Freitag, April 25


Interview

Seit Juni 2021 ist der Franzose CEO des 150-jährigen Schweizer Uhren- und Schmuckhauses. Ein Gespräch über die 1970er Jahre, Yves Piaget und die jüngste Neulancierung, die ikonische «Polo 79».

Herr Comar, Sind Sie jemand, der beim Kennenlernen zuerst auf die Uhr des Gegenübers schaut?

Benjamin Comar: Mir fällt als Erstes das Gesicht und ein Lächeln auf – aber ja, aus meiner déformation professionelle heraus achte ich auch auf Schmuck und Uhren. Menschen treffen ihre eigenen Entscheidungen, und ich ordne sie nicht allein aufgrund ihrer Uhr ein. Dennoch kann diese durchaus etwas über die Persönlichkeit einer Person verraten.

Welche Uhr tragen Sie?

Wenn ich etwas eleganter unterwegs bin, passt die «Black Tie», auch bekannt als Andy-Warhol-Uhr, im 1970er-Jahre-Look in der Form eines alten Fernsehers. Am Wochenende trage ich gerne die «Polo Skeleton», eine grossartige, ultradünne Uhr.

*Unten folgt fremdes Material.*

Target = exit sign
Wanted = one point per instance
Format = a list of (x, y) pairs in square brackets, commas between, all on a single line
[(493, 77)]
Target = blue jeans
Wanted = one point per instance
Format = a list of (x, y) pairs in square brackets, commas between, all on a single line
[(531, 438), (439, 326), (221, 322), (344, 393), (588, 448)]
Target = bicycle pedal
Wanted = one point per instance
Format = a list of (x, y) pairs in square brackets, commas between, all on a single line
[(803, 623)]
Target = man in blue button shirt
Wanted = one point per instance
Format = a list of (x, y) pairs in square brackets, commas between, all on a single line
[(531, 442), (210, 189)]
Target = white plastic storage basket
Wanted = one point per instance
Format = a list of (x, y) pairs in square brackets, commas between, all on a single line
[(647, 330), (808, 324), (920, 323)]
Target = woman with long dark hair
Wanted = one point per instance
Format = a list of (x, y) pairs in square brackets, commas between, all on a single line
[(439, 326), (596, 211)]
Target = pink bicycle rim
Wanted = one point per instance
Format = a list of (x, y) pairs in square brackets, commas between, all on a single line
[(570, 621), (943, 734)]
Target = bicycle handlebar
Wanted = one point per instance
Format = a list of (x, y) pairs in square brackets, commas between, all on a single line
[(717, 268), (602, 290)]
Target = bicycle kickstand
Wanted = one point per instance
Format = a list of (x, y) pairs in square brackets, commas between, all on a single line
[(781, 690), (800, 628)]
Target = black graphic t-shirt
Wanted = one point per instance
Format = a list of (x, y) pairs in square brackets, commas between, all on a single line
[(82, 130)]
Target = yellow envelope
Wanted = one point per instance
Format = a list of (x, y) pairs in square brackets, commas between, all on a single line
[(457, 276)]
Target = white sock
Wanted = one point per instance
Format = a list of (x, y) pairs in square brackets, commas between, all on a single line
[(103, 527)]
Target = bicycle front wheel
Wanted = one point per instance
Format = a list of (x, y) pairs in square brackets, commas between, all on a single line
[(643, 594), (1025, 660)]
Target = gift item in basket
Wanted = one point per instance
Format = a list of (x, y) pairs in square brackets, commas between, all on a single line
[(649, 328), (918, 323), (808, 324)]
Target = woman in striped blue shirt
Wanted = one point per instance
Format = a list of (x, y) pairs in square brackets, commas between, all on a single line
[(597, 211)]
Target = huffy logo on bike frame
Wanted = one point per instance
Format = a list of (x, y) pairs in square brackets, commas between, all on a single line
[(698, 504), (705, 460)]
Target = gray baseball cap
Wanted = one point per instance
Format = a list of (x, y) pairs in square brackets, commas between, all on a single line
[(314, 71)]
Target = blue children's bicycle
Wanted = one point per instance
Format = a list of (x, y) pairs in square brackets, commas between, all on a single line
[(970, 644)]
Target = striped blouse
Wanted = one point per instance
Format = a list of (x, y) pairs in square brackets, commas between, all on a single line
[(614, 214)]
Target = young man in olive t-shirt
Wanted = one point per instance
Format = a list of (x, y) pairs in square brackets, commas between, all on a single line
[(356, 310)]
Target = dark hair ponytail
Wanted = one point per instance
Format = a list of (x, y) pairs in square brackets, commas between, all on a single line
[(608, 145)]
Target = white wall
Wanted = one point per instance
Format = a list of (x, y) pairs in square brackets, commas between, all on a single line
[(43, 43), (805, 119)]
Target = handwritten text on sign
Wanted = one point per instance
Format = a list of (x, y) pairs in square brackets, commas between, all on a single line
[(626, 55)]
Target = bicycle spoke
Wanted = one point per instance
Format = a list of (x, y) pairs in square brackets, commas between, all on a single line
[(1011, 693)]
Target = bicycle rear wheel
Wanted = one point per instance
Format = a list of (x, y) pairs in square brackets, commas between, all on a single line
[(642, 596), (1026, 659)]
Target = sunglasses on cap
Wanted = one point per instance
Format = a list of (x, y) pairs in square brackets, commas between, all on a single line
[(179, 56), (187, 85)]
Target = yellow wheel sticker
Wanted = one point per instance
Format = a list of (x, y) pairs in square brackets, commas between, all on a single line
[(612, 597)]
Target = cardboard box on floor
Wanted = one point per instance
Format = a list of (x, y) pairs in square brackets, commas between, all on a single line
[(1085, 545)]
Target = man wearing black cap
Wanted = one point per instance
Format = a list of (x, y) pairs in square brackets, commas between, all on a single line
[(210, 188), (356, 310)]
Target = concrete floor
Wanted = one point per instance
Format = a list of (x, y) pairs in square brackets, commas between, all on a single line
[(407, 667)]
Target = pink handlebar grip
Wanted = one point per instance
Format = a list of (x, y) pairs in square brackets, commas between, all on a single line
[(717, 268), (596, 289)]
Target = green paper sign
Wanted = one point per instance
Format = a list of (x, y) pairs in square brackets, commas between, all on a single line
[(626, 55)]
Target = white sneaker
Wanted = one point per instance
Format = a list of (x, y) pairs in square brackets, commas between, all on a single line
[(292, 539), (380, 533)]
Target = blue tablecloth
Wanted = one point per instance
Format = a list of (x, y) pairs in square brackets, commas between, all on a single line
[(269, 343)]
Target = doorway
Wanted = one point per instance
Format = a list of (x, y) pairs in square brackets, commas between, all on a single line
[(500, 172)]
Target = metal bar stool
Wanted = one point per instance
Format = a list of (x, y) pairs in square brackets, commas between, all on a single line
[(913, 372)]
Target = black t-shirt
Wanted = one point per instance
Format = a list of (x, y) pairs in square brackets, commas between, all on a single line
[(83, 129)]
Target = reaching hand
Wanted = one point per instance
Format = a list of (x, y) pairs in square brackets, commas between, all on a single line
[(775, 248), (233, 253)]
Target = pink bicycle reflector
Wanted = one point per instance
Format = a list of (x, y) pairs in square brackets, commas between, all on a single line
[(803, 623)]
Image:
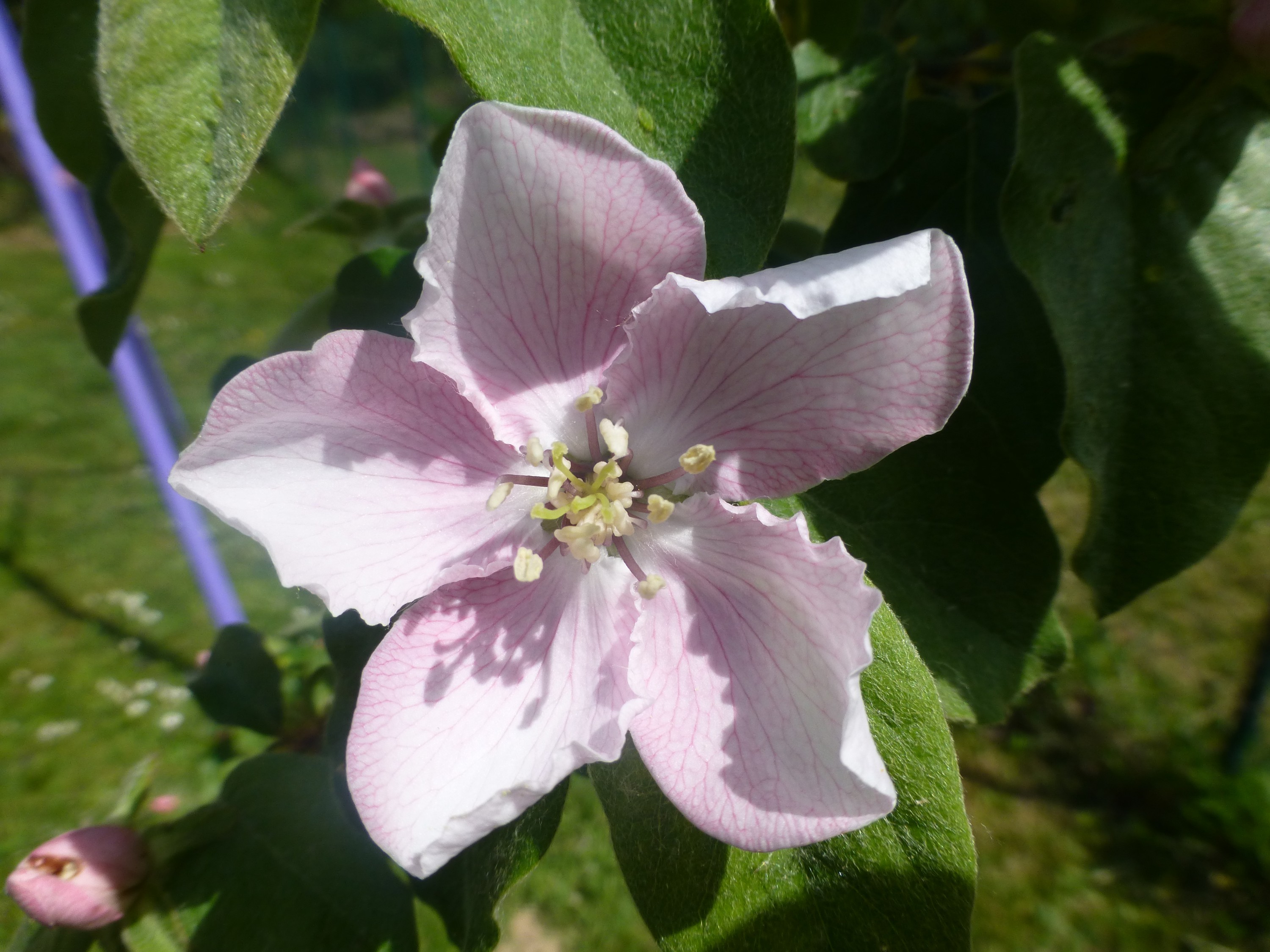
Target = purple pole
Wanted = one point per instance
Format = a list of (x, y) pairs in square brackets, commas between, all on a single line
[(131, 366)]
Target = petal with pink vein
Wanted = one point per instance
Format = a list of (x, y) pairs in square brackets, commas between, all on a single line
[(751, 658), (547, 229), (799, 374), (362, 473), (482, 699)]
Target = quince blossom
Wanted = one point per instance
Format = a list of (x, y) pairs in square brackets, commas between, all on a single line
[(543, 478)]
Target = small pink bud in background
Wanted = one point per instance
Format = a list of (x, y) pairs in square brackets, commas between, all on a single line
[(367, 184), (166, 804), (80, 880), (1250, 32)]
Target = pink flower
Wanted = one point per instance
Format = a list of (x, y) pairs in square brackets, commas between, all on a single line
[(569, 361), (166, 804), (369, 186), (80, 880)]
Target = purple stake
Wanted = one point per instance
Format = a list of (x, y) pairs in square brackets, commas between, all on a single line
[(138, 376)]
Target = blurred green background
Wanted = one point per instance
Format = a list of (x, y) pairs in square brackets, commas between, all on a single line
[(1102, 817)]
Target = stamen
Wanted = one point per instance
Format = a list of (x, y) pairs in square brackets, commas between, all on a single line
[(590, 399), (498, 497), (541, 512), (527, 565), (696, 459), (512, 479), (624, 551), (660, 509), (534, 452), (651, 586), (616, 438)]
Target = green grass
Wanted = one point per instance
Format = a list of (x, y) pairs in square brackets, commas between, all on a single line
[(1100, 817)]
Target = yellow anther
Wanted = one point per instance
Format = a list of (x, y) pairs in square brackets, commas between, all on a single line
[(696, 459), (615, 437), (498, 497), (582, 540), (555, 482), (651, 586), (534, 452), (660, 509), (590, 399), (527, 565)]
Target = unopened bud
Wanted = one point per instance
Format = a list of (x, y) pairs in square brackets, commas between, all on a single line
[(1250, 32), (80, 880), (366, 184)]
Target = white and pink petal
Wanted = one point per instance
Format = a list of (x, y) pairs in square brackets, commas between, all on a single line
[(750, 659), (482, 699), (364, 474), (547, 229), (799, 374)]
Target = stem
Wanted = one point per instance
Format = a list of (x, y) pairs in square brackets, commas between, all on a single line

Mögen Sie den Seventies-Stil, weil Sie selbst ein Kind der 1970er sind?

Das hat nicht nur mit Nostalgie zu tun, diese Zeit war einfach eine äusserst kreative Periode. Nicht von ungefähr stammen heutige Uhrenikonen wie die «Royal Oak» von Audemars Piguet, die «Nautilus» von Patek Philippe, die «Santos» von Cartier, aber auch Schmucklinien wie «Alhambra» von Van Cleef & Arpels, «Love» und «Clou» von Cartier oder «Possession» von Piaget alle aus dieser stilprägenden Periode.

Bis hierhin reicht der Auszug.